I have always been a home body. Past trauma has deeply informed my introverted behaviour. I can manage well in social situations but I run away from them quickly and take weeks to recover. So, this social distancing does not dampen my spirits catastrophically. At least, it hasn't yet!
I am also extremely privileged. I have a home, a caring parent who lives with me, food to eat, safe water to drink, and a bed where I can safely sleep. I have immense class and caste privileges as well, key factors that decide survival, respect, safety and dignity in India. In a crisis this unprecedented for our generation, all these advantages matter when you reflect on how you are coping and how solid your support systems are.
While in lockdown, the ones isolating have to look after their own homes and sustenance. Freaking hell, right?! We all need to pitch in for the cleaning, the cooking, the shopping, and the contingencies. Many among us are handling the full load for the first time in their lives.
In my home, I am the cleaner and Mom's the bafflingly enthusiastic cook. A typical morning scene at our house nowadays is of us standing with our backs to each other, me bent over the sink, washing and she focused on the stove, cooking.
My mother is a wondrous creature. A survivor of unspeakable violence, she has never lost her capability of making the silliest jokes and laughing at them herself. This particular morning, as I shuffled into the kitchen, she greeted me with the loudest "Good Morning!!". I stared at her - what is she made of?
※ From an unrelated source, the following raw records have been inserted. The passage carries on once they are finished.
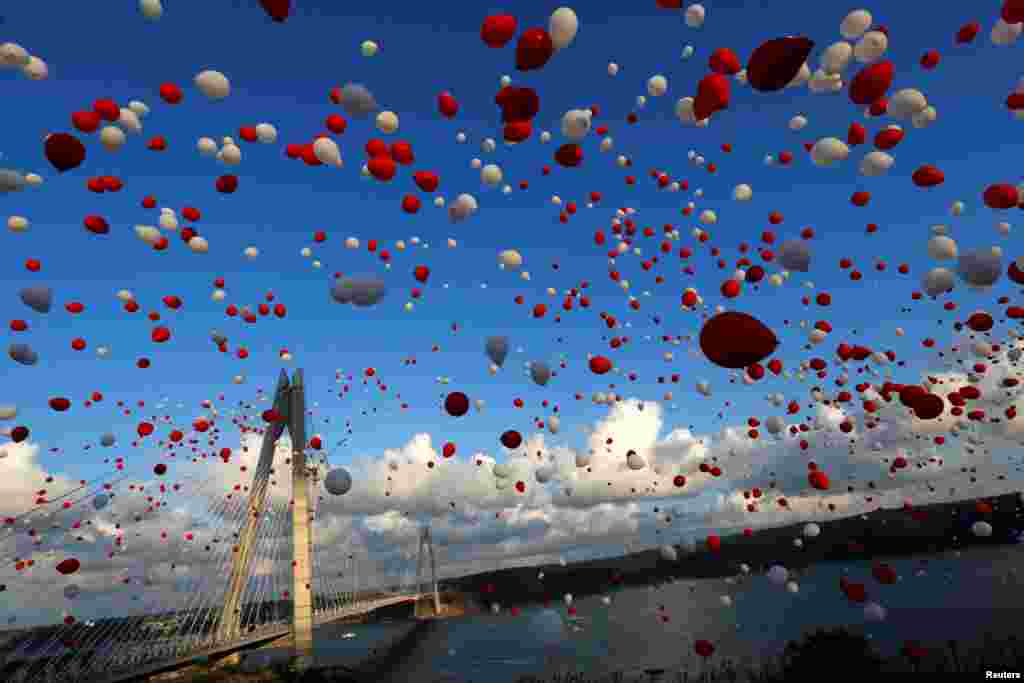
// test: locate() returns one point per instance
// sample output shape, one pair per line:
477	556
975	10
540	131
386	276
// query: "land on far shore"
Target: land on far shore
888	532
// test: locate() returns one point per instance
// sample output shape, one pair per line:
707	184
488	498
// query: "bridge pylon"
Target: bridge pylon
427	543
289	402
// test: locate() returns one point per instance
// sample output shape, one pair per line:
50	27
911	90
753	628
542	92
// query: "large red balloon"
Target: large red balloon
928	176
736	340
69	565
64	151
774	63
498	30
713	95
457	403
511	439
1001	196
534	49
871	83
569	155
276	9
517	103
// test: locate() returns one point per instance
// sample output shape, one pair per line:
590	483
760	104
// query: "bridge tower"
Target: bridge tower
426	542
290	403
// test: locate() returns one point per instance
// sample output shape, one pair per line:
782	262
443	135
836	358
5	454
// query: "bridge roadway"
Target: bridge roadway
261	636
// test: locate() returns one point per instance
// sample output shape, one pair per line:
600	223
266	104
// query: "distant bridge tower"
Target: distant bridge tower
426	541
290	403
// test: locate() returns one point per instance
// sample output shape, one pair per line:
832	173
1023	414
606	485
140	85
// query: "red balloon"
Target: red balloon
498	30
774	63
69	565
511	439
86	122
401	152
928	176
336	124
1013	11
723	60
928	407
96	224
980	322
704	648
411	204
276	9
887	138
930	59
534	49
426	180
171	93
382	168
1001	196
871	83
736	340
968	33
64	151
517	103
457	403
59	404
448	104
713	95
569	155
226	184
108	110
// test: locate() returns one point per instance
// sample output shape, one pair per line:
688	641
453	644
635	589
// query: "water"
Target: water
957	598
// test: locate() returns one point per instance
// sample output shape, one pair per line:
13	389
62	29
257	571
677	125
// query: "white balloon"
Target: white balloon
266	133
855	24
870	47
657	85
1006	34
742	193
213	84
510	259
875	612
695	15
576	124
876	163
17	223
152	9
942	248
904	103
207	146
387	122
778	574
36	70
13	55
562	27
327	152
112	138
230	155
492	175
828	151
141	110
837	56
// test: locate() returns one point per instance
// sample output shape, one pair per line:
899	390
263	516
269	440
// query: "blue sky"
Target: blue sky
282	74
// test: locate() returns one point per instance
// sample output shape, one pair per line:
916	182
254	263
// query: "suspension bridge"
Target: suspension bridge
249	573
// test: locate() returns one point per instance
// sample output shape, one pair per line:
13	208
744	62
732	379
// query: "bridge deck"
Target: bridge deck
260	636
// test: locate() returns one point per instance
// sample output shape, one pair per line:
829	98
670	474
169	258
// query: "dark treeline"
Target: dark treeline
925	529
47	639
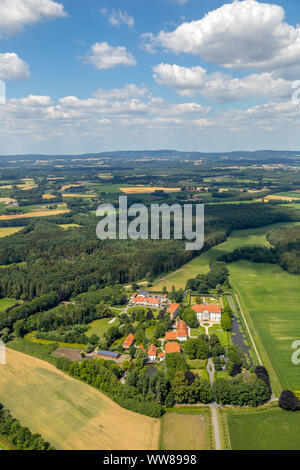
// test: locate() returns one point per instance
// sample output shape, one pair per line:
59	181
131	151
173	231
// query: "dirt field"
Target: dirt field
146	190
281	198
68	413
34	214
185	432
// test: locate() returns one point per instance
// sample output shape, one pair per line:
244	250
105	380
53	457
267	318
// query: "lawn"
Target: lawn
69	414
270	299
99	327
270	429
190	430
31	337
269	295
6	303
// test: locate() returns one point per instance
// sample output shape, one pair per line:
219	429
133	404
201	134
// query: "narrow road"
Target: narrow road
245	321
214	406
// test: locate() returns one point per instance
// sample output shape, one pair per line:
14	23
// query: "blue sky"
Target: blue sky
89	76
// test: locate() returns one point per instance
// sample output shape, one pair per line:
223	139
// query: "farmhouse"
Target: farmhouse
172	348
152	353
181	333
208	312
128	341
173	310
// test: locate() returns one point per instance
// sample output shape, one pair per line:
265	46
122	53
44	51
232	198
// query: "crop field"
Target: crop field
269	429
69	414
43	213
6	303
187	431
270	298
6	231
99	327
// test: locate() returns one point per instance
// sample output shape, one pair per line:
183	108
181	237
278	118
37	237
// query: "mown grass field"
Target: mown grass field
200	264
99	327
270	298
68	413
6	231
269	429
187	431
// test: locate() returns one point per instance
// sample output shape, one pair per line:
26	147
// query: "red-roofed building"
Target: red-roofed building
172	348
152	353
208	312
173	310
128	341
182	331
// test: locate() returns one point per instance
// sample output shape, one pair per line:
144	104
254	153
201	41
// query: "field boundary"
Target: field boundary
263	356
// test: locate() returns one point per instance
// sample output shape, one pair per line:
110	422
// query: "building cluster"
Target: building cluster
208	312
145	300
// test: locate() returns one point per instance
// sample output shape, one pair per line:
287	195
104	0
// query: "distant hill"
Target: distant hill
261	156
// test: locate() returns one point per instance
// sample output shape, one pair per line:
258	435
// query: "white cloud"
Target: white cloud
103	56
242	34
221	87
16	14
118	17
12	67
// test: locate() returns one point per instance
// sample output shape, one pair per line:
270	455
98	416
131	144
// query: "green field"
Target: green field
270	429
6	231
200	264
69	414
6	303
270	298
188	429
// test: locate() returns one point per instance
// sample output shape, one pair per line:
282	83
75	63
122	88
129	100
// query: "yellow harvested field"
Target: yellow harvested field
186	431
67	186
7	199
78	195
148	190
68	413
34	214
6	231
26	187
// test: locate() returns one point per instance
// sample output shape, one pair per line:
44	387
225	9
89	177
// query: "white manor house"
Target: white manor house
208	312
I pick up the scrub and start with the vessels as she keeps chatting and making sandwiches. I adore sandwiches! I can eat them all day, even at the risk of an acid reflux. Our lockdown supplies have been coming from a small convenience store close by. As supplies have been erratic, it is best (and right) to make do with what we have and be grateful. Mom, the nutrition police of the house, is not too happy with the white bread, and the brand of the bread. She does a "tsk" and a few seconds later, starts smiling wryly.
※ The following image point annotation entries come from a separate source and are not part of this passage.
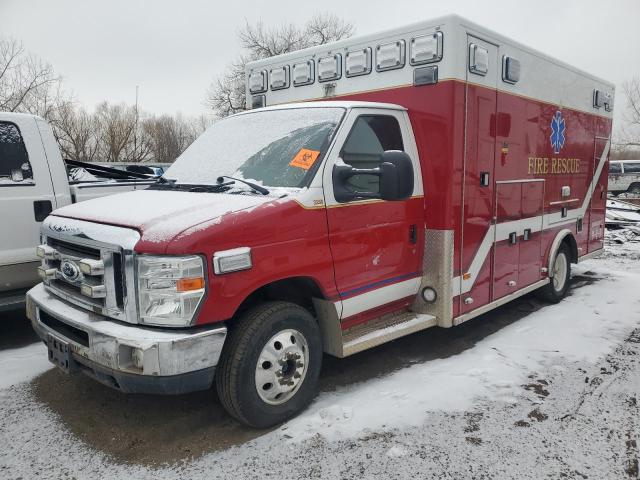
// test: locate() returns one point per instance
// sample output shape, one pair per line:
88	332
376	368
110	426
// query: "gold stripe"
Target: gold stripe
464	82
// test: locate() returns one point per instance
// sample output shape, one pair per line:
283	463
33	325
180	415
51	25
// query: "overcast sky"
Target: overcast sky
173	48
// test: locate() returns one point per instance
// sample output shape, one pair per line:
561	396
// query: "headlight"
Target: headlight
169	289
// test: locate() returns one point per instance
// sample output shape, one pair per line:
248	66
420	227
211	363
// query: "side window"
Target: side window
369	138
615	167
632	167
14	161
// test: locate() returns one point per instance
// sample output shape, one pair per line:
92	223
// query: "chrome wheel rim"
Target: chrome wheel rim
559	272
282	366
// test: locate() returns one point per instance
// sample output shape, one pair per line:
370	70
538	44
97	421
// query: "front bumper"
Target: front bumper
173	361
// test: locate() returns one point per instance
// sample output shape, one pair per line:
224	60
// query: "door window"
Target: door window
369	138
14	161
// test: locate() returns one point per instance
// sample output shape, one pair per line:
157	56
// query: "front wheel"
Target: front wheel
558	285
270	364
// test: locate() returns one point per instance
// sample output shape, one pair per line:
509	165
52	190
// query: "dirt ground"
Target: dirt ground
152	429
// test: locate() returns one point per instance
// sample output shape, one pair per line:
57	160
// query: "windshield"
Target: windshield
273	148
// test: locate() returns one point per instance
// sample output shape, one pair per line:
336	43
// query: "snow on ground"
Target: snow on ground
22	364
551	395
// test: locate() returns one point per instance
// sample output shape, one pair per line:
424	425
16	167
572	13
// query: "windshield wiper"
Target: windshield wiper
171	184
172	181
255	186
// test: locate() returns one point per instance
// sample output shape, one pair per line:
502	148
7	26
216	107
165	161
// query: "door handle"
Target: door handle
413	234
41	209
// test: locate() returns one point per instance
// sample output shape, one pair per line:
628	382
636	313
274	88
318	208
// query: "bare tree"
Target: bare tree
77	133
117	126
627	141
226	94
27	84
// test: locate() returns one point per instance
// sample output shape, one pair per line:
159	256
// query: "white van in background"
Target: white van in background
624	176
34	180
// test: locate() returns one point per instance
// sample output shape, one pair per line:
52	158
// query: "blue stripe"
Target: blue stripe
379	283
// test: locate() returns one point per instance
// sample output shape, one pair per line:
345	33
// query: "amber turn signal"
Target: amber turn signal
189	284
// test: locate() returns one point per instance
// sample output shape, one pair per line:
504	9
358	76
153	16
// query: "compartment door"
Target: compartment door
506	260
530	233
598	191
481	99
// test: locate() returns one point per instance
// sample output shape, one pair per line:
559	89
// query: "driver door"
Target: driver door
376	245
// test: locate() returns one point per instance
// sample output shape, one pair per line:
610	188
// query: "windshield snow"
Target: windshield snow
273	148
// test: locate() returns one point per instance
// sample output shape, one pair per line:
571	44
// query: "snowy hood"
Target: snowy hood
160	215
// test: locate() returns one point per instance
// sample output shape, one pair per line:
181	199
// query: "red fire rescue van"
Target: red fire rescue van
379	186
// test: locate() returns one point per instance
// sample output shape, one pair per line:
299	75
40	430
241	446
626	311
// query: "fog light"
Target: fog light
93	291
429	295
137	358
91	267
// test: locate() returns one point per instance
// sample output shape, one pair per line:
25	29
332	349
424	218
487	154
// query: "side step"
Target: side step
382	330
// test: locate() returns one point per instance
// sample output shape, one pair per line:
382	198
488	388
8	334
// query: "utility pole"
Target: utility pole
135	129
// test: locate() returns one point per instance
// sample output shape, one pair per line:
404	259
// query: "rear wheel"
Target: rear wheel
558	285
270	364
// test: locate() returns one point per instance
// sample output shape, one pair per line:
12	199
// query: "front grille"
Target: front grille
75	250
66	258
72	333
118	279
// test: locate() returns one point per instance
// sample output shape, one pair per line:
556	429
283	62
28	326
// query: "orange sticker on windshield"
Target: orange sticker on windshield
305	158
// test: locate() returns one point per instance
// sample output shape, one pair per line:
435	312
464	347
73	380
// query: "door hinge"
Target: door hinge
413	234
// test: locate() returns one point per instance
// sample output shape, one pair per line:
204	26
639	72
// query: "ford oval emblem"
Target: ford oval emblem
69	270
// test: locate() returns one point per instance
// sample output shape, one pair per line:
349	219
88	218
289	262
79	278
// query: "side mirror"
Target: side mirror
395	175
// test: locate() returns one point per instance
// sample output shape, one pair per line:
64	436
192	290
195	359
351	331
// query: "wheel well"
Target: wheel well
298	290
570	242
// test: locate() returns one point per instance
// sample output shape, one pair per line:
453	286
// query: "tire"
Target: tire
270	364
558	285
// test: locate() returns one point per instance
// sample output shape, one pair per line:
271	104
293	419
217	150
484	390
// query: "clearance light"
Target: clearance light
234	260
425	76
258	101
How things have changed. Mom grew up poor. They had a home but money was always extremely low. Being raised by an alcoholic father didn't ease the strain one bit. The father, tough and unpredictable, blessed the kids with irregular moments of attention that the kids held on to with a collective fierceness. Mom still recalls those moments when he was good.
One of those moments came floating back up in her memory as she spread the soft potato filling on to the white bread slices on this day. Bread used to be a treat for them. Her three siblings and her. She was raised in Kerala and in those days, 'bread' was not in their vocabulary. They called it 'rotti'. It was a cheap, unsliced loaf that was reserved for special days, usually a Sunday. The kids' excitement would rise the moment a loaf of rotti would enter the house. The arrival also meant that there would be chicken. Tough, desi (local) chicken that would be used up comprehensively and made into a nice brown curry. Rotti and chicken. Mom smacks her lips at the memory. "It was hilarious. Our ears would be aware of the boiling in the pot throughout and we would all peer in with curiosity as the rotti was sliced. It was such a sight for us!"
Bread. My family's collective privilege has ensured that we have some to eat today. As our advantages rise, we tend to get more particular, more finicky, more rigid. We feel more entitled to what we deem better. We refuse to change, we refuse to adjust.
In times of a pandemic, when millions face deprivation and an uncertain future, a simple packet of bread is a small reminder to be grateful. It is a reminder that many of us come from pasts of severe deprivation ourselves. It is a reminder that we have built a world so unequal, that the basics remain out of reach for so many, while so many others create stadiums-full of waste. It is a reminder of the long roads many of us have to travel to get to a point of having a living wage, a home to come to.
A simple packet of bread in your home must make you think where you are today. Because that packet is anything but simple.
- With loving inputs from Sharada Manorama, whose daughter I am.